The priority for replacing coal boilers with nuclear boilers will be at power plants in areas with major pollution problems. Those plants are often located very close to population centers; that reality is one of the reasons that China has invested in developing reactors that can be tested and proven to be safe.

The HTR-PM modules can withstand complete loss of pressurization and helium flow without a forced shutdown and still not release enough radioactive materials to exceed the very conservative dose limits in place today.

China started building its first supercritical coal plant in 2001. Construction of a first reference plant was Yaomeng power plant.

China currently has over 900,000MW of coal-fired capacity, the equivalent of about 1,300 large coal-fired units. The actual number of coal plants is more as there are smaller 100, 200 and 300 MW plants as well as 600 MW and 1000MW

Sourcewatch has a list of existing coal plants in China. Most of the coal plants completed after 2007 are supercritical plants. About one third of China’s coal power is ultracritical or supercritical plants.

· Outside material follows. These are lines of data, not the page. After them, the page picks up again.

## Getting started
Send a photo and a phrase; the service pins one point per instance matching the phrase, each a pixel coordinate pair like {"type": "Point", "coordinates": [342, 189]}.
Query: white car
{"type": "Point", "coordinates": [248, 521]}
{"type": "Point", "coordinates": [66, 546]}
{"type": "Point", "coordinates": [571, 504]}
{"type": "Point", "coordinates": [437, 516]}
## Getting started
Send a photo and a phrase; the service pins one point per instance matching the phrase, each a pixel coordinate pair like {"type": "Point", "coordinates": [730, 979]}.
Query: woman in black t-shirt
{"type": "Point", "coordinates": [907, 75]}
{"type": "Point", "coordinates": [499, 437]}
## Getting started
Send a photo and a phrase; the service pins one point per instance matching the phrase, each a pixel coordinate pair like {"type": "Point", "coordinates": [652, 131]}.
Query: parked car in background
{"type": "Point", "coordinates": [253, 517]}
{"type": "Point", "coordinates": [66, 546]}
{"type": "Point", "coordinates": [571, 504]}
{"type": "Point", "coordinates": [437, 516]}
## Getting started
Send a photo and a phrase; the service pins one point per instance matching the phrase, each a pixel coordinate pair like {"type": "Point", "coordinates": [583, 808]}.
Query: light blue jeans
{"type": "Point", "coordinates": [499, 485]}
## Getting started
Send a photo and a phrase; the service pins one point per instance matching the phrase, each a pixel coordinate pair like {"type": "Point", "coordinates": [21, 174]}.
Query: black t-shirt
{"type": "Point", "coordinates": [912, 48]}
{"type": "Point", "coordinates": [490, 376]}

China has another 200,000MW of coal-fired capacity under construction, and a new Greenpeace analysis has identified a further 150,000MW of projects potentially able to enter construction.

Converting to nuclear power for just the burner could be done for 300-400 plants at the cost of about $1.2 billion for each that is about 600MW in size. This could be achievable by about 2040.

Cost And Value

The overall cost of this first of a kind nuclear plant will be in the neighborhood of $5000.00/kw of capacity. That number is based on signed and mostly executed contracts, not early estimates. It is about twice the initially expected cost. According to Zhang Zuoyi, 35% of the increased cost could be attributed to higher material and component costs that initially budgeted, 31% of the increase was due to increases in labor costs — which Zhang Zuoyi noted were rising rapidly in China — and the remainder due to the increased costs associated with the project delays.

Zhang Zuoyi described the techniques that will be applied to lower the costs; he expects them to soon approach the $2,000 to $2,500 / kw capacity range.